Recupera por un breve instante la calma que siempre le ha caracterizado; la que
le ha hecho famoso en el virreinato por su confiabilidad y su cordura. Son sus
últimos instantes de vida, y pareciera que su alma no quiere apagarse enfangada
en el dolor y la desesperación. Entorna pues sus ojos. Su brazo derecho deja de
sujetar sus intestinos. Lo extiende con segura rapidez para tomar su sable, y
en un movimiento mil veces ensayado, lo desenvaina para, de seguido, degollar
de un tajo a su verdugo mientras cae hacia atrás.
El
cuello del oficial es un breve surtidor de sangre, la última que derramará en
vida. Acevedo se derrumba, muerto.
Juana,
al límite del dolor, se desmaya.
***
El
sol se ha acabado de poner, y el frescor inunda por fin la calle de piedra. Las
lámparas lanzan una suave luz dorada que engalana las paredes encaladas. Juana
se siente ligera y animosa. Aunque descubre que en su vestido quedan restos de
barro y sangre. Se aproxima a la pequeña plazoleta en la que desemboca la
travesía tantas veces recorrida. Da un paso; otro más; y, por fin, la alcanza.

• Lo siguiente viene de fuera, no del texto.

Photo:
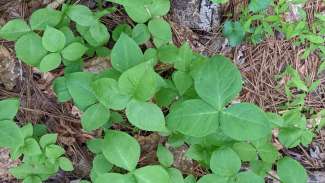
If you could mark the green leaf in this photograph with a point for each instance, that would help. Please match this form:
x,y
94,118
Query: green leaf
x,y
95,117
31,147
245,116
258,5
61,90
126,53
54,151
225,162
14,29
245,151
53,40
218,81
11,136
50,62
29,49
140,33
140,82
234,32
79,86
32,179
249,177
109,94
121,149
193,118
161,30
8,108
100,166
183,81
175,175
44,17
153,120
65,164
165,157
82,15
48,139
74,51
212,178
121,28
112,177
152,174
291,171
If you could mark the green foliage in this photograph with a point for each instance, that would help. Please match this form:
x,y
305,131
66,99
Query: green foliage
x,y
180,94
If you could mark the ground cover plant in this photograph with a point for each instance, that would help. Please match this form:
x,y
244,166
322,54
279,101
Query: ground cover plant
x,y
194,104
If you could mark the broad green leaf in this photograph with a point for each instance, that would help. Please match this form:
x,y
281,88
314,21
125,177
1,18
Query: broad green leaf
x,y
50,62
48,139
54,151
32,179
212,178
53,40
193,118
183,81
245,151
218,82
44,17
234,32
61,90
121,28
126,53
109,94
14,29
82,15
291,171
31,147
159,7
11,136
29,49
8,108
153,120
245,116
79,86
121,149
175,175
258,5
100,166
152,174
140,33
111,177
165,157
95,117
99,33
161,30
65,164
74,51
140,82
225,162
249,177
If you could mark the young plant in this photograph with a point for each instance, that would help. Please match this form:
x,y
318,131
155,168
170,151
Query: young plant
x,y
41,157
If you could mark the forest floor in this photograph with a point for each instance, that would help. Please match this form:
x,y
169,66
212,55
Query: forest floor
x,y
195,21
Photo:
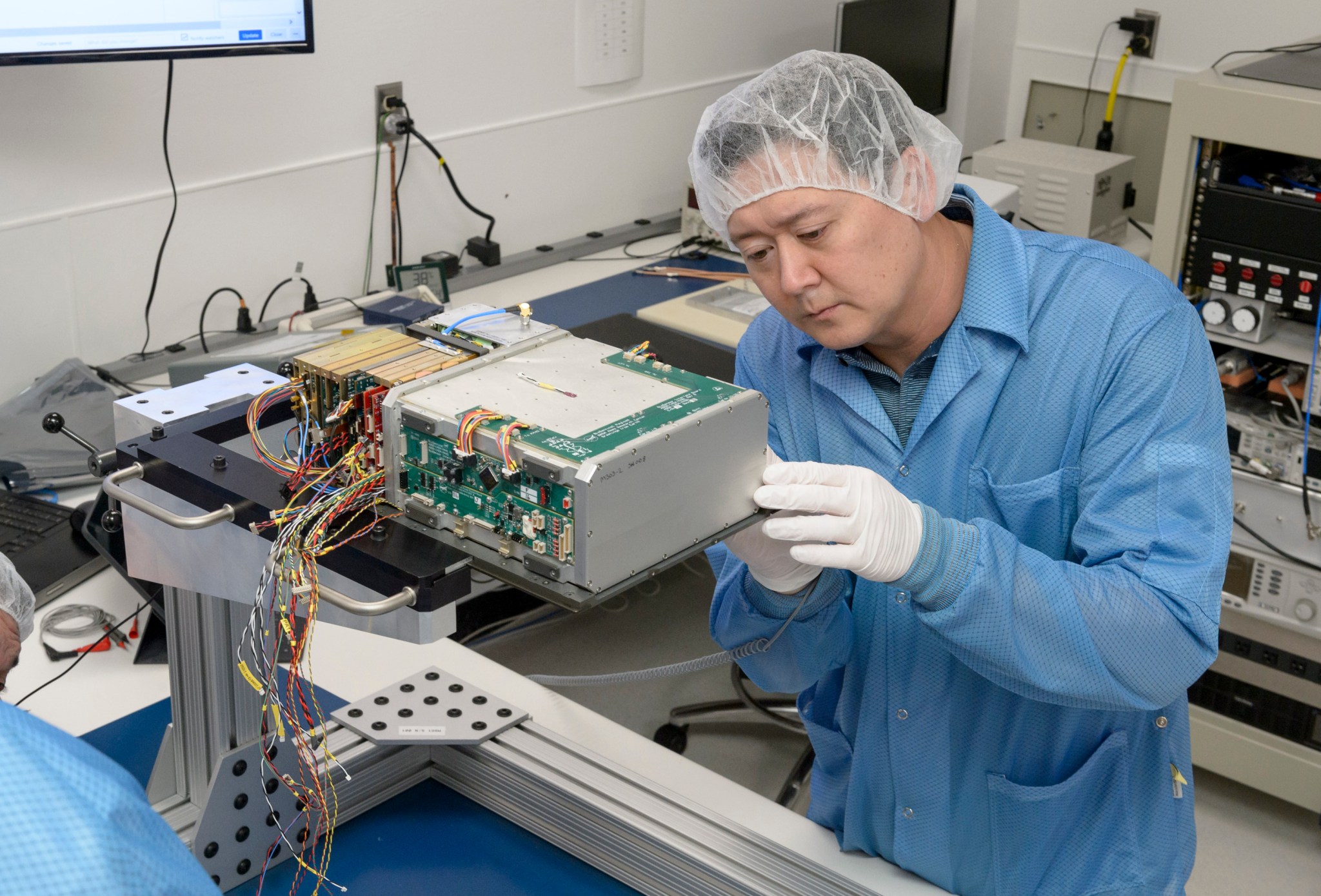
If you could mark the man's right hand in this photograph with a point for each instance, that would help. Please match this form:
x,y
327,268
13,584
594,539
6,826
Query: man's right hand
x,y
768,558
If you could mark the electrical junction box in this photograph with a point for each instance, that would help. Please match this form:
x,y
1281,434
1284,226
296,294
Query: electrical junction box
x,y
1064,189
591,466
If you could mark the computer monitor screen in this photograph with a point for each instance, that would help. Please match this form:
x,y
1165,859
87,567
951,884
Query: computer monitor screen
x,y
98,31
909,39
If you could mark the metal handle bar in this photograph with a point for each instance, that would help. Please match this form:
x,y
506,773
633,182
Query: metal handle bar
x,y
406,598
113,488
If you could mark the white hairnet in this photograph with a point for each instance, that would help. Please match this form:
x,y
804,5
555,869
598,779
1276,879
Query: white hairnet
x,y
16,598
830,121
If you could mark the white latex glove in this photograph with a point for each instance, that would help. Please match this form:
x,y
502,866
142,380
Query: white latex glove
x,y
768,559
873,529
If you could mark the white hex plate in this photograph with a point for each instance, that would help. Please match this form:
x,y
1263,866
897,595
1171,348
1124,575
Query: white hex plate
x,y
430,708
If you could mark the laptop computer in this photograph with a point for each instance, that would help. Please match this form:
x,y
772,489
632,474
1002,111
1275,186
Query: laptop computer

Gira la cabeza hacia la derecha, para encontrar a un gallardo brigadier con su
impoluta casaca azul celeste y sus doradas charreteras. Es Leonel Acevedo, que
la contempla con inmenso amor. Juana se aproxima, emocionada. Se funden en un
beso apasionado y quedan unidos en un profundo abrazo. Juana sabe, de repente,
por qué está ocurriendo eso. Y sabe bien que va a despertar pronto.
***
Abre
los ojos. Se encuentra en una modesta cama, rodeada por sus oficiales.
—Por
fin se despierta, señora. La victoria ha caído de nuestro lado. El ejército
realista del virreinato del Perú ya no existe. Dios nos ha dado el privilegio y
la oportunidad de poder construir una nueva nación.
Juana
casi se enternece al observar la fruición casi infantil con la que le comunican
las buenas nuevas. Mira el horizonte a través de la ventana abierta del fondo
de la estancia. Muchas batallas restan hasta la victoria final. Y las
enfrentará sin su compañero del alma. Pero, al menos, ha podido despedirse de
él. Y ahora sabe, con total certeza, que Dios tiene un plan para el Perú.